I grew up in a home that was less focussed on punctuality and more concerned with ‘life together.’ My mother set routines both around the morning meal and reading Scripture aloud to me and my sisters. My father would engage us all in conversation over dinner, leaving time to read together after the table was cleared or just before bed. Sometimes we would shift our evening routine, having friends over for dinner or coffee. We would hold hands and pray together. There we were, gathered around the table, listening to stories and laughing over the trifling events of the day—glad for friends with whom we could share both words and meals.

Time swirls on as ever—I cannot believe how many years ago I grew up in my parents’ home. I have since moved to my own cottage, a tiny cabin peering out at the foothills of the Rocky Mountains. Here I have scrubbed, dusted, and decorated. I have laughed and cried, both with friends and alone. I have acquired and organised books and bookshelves. Here I have stocked cabinets with tea and food to serve at the whim of a knock. And here I have learned that being still is a practise—not an intrinsic right that comes with living solo.

It seems safe to say that home is a place of comfort and cheer, of peace and pleasure. If you do not believe me, think of the households where there is chaos, violence, stony silence, instability, or abuse. Out of these dens come hurting individuals, hungry for peace, yearning for safety and love. Acceptance and care, feeling like they belong, is the home-feeling they are looking for—whether it comes from a gang or a healthy family.

Indeed, home is a place, not a nebulous placeholder, like your internet browser’s so-called ‘homepage.’ Yet home is much more than a tactile frame of timber and glass. Home is a practise—the practical application of routines and daily liturgy. Home is private—a place to rest and a bulwark from the buffeting tempests of life-storms. Home is public—an open-door-hospitality sort of shelter for friends and family in times both of laughter and tears.

We live in a culture that is anything but home-like. It separates, drawing individuals off into solitary pursuits, or keeping families so busy that a meal together is an anomaly. Busy-ness and individualism are the antitheses to home life, community, and sanity.

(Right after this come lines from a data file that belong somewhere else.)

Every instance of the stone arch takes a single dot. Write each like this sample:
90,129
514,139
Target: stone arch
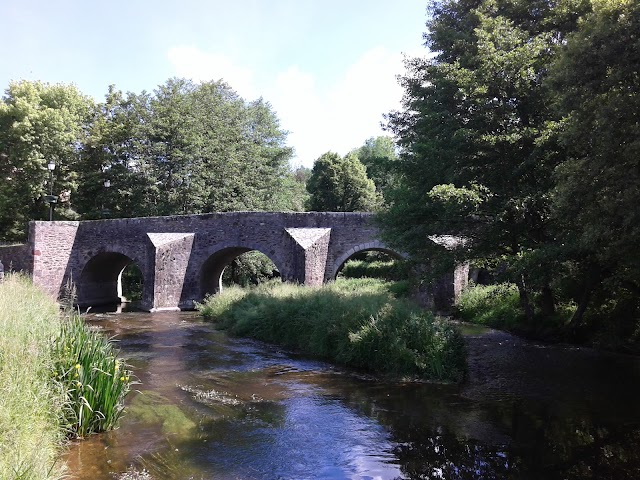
210,275
99,282
374,245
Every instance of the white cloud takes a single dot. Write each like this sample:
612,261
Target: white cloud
346,114
193,63
337,117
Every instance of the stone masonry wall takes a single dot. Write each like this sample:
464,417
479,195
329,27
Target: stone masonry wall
172,251
16,258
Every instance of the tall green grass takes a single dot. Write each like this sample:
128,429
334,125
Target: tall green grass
31,405
496,306
58,379
357,323
94,380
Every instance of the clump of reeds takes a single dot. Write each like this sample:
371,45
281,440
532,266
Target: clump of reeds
357,323
57,379
30,405
94,380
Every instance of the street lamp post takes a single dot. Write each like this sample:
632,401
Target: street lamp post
106,213
51,198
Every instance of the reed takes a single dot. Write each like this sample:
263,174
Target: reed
94,380
30,404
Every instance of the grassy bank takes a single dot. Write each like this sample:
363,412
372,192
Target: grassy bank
58,379
31,406
357,323
498,306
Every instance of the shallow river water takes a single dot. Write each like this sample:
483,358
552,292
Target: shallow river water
214,407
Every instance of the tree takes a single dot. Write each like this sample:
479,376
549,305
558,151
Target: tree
476,158
597,77
341,185
378,156
186,148
111,153
39,123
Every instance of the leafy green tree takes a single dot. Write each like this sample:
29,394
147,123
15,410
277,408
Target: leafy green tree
111,153
598,186
39,123
293,196
476,158
185,148
378,155
340,184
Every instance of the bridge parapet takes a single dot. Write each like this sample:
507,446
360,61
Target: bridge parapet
182,257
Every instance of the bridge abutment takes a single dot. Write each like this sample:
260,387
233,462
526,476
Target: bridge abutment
182,257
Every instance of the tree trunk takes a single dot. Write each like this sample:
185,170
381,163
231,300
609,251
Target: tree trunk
525,301
577,318
548,302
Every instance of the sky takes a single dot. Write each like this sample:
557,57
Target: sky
328,68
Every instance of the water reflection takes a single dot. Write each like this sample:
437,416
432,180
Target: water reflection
215,407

Keeping a frenetic schedule allows precious little time for reflection, an act of both soul and spirit that is needed to balance reality and dreams.

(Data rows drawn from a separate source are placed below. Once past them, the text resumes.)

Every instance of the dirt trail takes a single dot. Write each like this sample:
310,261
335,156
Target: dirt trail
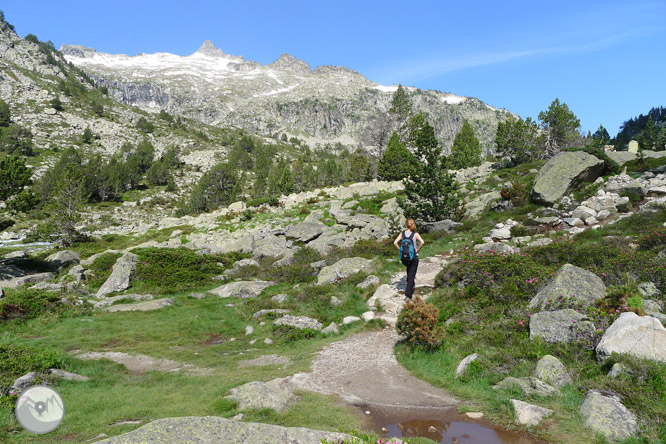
362,369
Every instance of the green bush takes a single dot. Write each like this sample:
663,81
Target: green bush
287,333
173,270
16,361
418,323
23,304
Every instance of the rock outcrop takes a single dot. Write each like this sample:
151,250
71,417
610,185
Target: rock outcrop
563,173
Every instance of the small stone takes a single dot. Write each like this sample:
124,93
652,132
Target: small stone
350,320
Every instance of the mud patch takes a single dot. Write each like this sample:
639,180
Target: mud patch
140,364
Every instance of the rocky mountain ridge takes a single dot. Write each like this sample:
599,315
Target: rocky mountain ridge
325,105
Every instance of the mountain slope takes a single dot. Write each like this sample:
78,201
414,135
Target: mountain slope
324,105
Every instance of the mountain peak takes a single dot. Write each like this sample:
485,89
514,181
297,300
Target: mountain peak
209,49
287,62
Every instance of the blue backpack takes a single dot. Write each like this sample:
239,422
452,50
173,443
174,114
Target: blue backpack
407,250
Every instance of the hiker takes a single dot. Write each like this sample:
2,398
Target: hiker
409,253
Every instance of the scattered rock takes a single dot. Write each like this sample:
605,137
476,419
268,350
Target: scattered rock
529,386
122,273
606,415
370,281
528,414
332,328
264,360
462,366
638,336
550,370
560,326
300,322
142,306
350,320
343,269
274,394
563,173
262,313
570,284
241,289
649,290
212,429
617,370
63,258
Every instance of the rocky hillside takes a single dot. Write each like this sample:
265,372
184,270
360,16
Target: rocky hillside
325,105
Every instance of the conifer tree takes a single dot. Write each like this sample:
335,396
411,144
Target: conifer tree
466,150
396,162
430,189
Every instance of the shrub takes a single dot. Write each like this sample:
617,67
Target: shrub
418,323
16,361
369,248
173,270
287,333
23,304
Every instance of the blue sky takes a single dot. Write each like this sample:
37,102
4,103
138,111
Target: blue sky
605,59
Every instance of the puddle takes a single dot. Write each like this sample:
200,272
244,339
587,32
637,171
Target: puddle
445,427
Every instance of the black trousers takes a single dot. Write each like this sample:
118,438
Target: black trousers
411,275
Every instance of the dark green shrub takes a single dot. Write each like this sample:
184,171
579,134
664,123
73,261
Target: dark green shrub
417,322
23,304
369,248
16,361
287,333
172,270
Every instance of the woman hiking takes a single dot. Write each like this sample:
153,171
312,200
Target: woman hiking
411,261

Knowing that reflection is an essential need, I make space for it in my mornings and weekends. Sometimes this means setting aside books and screens, simply looking out the window as I enjoy a meal, or sitting on my porch watching the rain drip from the pine needles. Other times, this means going for a solitary walk. As I was reflecting recently, I realised that the way my parents raised me and my sisters was not perfect, but it was good. The ‘life together’ aspect of the dinner table, of evening recreation, of opening our home or going to friends’ homes, of working together in the garden or to make dinner set a theme for my life. These things painted a robust and rich picture of home for me.

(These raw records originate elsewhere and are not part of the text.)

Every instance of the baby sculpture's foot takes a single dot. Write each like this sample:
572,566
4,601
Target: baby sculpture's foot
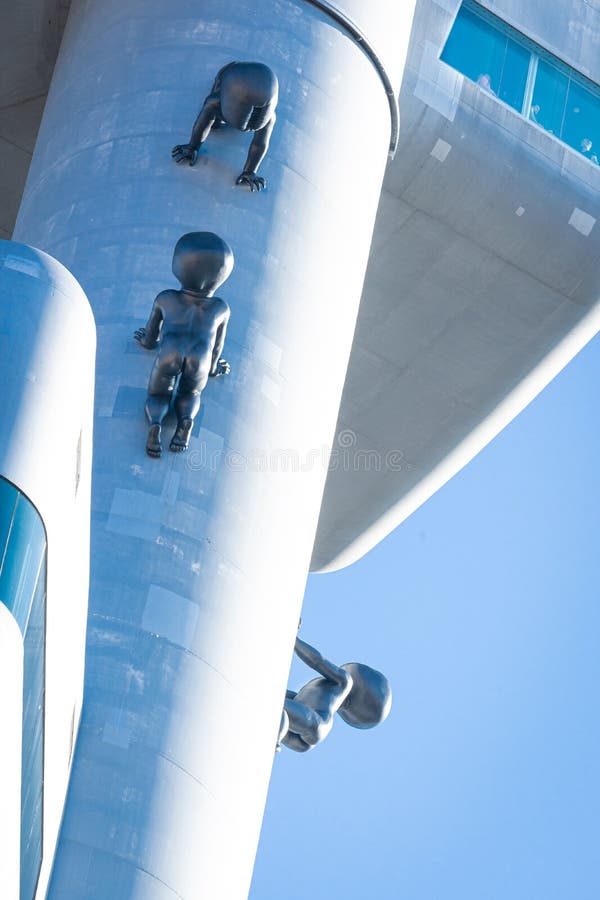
181,438
153,444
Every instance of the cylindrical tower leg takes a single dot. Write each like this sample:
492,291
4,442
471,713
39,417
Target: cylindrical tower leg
199,561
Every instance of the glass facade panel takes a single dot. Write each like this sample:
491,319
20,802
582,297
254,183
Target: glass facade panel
23,592
476,50
508,65
514,75
549,98
581,128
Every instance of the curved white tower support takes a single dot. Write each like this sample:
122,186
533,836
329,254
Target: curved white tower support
47,376
199,561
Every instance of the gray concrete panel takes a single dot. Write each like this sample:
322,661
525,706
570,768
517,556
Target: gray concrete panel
483,279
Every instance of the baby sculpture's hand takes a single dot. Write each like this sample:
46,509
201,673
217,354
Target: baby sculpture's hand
222,368
140,336
184,151
256,182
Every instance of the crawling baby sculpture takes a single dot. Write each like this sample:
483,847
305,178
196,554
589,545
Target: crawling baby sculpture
244,95
361,695
188,327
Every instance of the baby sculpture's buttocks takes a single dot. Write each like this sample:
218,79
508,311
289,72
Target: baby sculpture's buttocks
188,327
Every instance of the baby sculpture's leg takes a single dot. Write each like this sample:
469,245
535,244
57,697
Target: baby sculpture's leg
303,727
160,390
187,404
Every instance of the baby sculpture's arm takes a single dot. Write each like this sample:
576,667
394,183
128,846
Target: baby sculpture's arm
148,336
220,366
256,154
316,661
202,126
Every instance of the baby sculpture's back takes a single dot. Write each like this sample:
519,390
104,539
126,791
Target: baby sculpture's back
191,320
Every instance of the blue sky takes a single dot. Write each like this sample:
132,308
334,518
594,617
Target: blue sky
484,610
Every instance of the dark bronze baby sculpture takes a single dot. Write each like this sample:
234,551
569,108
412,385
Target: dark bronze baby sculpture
188,327
244,95
361,695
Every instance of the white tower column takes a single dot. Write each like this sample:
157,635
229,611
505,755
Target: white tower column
199,561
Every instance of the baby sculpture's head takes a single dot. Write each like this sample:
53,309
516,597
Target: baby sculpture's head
248,95
370,700
202,261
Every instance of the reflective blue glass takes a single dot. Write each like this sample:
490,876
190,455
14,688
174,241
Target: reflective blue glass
23,591
581,129
549,97
514,75
476,50
505,63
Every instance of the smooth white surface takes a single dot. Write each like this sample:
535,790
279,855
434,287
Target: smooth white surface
482,281
199,561
11,716
46,368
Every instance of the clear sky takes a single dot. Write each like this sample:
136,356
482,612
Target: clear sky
484,610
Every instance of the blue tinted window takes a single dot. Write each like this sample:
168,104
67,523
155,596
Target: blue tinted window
476,50
23,591
508,65
581,128
549,97
514,75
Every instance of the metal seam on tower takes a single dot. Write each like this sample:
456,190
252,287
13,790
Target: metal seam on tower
354,31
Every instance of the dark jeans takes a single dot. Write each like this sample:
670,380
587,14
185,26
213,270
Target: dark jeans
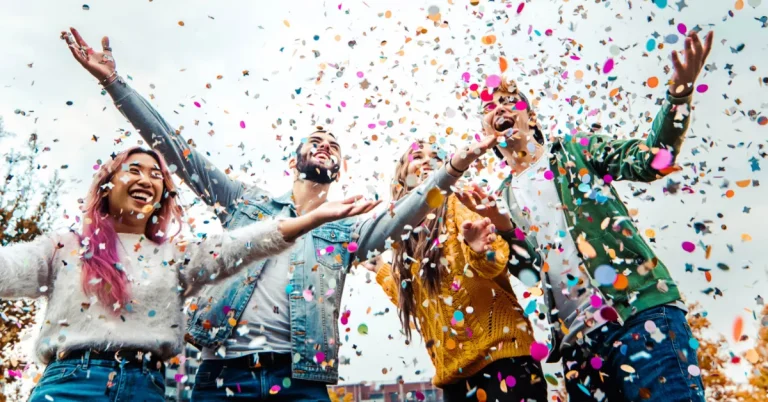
88,379
636,365
519,369
240,381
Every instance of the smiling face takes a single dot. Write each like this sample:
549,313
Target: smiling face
420,160
319,159
136,188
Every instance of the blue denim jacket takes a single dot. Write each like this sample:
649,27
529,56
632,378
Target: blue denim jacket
320,259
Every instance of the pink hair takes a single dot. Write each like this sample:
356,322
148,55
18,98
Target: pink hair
101,275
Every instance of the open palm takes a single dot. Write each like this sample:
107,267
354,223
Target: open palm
100,64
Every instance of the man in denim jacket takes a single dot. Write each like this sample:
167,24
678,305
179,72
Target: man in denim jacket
274,328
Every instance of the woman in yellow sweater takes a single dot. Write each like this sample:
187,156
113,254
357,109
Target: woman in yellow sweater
449,280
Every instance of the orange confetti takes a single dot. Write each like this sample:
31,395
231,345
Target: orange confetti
738,326
621,282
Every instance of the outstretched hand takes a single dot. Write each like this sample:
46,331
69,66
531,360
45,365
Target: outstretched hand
479,235
685,74
335,210
477,201
100,64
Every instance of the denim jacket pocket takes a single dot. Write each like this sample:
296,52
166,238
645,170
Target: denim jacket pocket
330,247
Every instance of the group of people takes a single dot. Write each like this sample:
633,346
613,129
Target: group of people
265,294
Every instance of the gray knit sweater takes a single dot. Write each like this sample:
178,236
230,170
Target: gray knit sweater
160,276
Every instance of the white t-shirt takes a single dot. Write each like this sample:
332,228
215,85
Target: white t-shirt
540,203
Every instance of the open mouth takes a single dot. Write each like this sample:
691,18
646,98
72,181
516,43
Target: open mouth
143,196
503,123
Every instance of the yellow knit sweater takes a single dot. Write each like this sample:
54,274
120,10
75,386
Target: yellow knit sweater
476,318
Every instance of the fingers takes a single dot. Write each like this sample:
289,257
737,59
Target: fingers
697,49
677,64
78,38
105,45
708,45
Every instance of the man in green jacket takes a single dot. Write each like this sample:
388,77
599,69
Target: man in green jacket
617,318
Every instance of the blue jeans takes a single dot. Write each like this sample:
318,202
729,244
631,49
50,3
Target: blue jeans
88,379
655,364
238,380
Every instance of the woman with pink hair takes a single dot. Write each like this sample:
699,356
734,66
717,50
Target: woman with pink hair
116,291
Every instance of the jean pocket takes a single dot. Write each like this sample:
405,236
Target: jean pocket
57,373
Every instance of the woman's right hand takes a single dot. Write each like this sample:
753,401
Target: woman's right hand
461,161
100,64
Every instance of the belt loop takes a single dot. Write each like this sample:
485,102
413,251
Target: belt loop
86,359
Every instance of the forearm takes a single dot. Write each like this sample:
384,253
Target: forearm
209,183
410,210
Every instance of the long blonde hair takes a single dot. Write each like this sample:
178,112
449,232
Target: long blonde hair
418,247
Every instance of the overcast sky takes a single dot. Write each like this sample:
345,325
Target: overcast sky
349,65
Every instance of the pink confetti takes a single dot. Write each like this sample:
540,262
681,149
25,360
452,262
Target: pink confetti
608,67
539,351
688,246
662,160
493,81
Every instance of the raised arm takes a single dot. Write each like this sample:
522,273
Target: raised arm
26,268
223,255
633,159
484,251
208,182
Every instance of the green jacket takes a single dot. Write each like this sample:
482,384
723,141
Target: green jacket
596,216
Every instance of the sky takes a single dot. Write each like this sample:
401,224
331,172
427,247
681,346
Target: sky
382,74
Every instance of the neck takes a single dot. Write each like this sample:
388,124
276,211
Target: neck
308,195
130,225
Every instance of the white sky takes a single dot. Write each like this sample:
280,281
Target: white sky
174,63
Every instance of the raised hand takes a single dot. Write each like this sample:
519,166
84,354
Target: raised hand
479,235
477,201
335,210
100,64
685,74
461,161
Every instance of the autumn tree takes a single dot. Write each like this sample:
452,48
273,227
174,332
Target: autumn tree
27,209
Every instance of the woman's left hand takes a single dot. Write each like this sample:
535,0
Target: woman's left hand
477,201
479,235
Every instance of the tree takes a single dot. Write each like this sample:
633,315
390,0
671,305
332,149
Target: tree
27,209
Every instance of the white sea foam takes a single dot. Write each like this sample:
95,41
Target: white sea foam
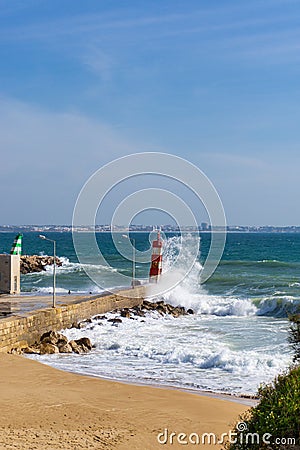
231,344
190,352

We need flourishing homes in our lonely, fragmented culture. Are our homes the sort that cast a beam of warm, golden light out into the dark of night? Do the weary, worn, busy travellers along the road of life find us—and our dwellings—places of solace? May the habits we practise—order, hospitality, togetherness, and reflection—shine out into the inky night as a beam of hope for all who see it and choose to come inside.